Setup
Note: Using pseudo-code instance notation:
ObjectType("<name>", | <attr>: <attr-value>])
.
We have a Container:
Container("k8s-snapshots")
in a Pod("k8s-snapshots-0")
in a `StatefulSet("k8s-snapshots", spec.replicas: 1)
We expect at most 1 Pod to run at any point in time.
We have a Logs-based Counter
Metric("k8s-snapshots/snapshot-created")
with the filter:
resource.type="container"
resource.labels.cluster_name="my-cluster"
logName="projects/my-project/logs/k8s-snapshots"
jsonPayload.event:"snapshot.created"
We have a Stackdriver Policy:
Policy(
Name: "snapshot metric absent",
Condition: Condition(
Metric("k8s-snapshots/snapshot-created"),
is absent for: "more than 30 minutes"
)
)
In order to monitor if Container("k8s-snapshots")
has stopped creating snapshots.
Expected result
An alert is triggered if no instance of Pod("k8s-snapshots-0")
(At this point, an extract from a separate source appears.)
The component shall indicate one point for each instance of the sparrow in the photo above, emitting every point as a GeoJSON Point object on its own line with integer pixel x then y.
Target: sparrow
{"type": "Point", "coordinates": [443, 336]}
has logged any event matching Metric("k8s-snapshots/snapshot-created")
.
Result
Policy(Name: "snapshot metric absent")
is violated each time Pod("k8s-snapshots-0")
is rescheduled.
It seems like a sub-metric of the main logs-based metric is created for each instance of Pod("k8s-snapshots")
, and Stackdriver alerts for each sub-metric.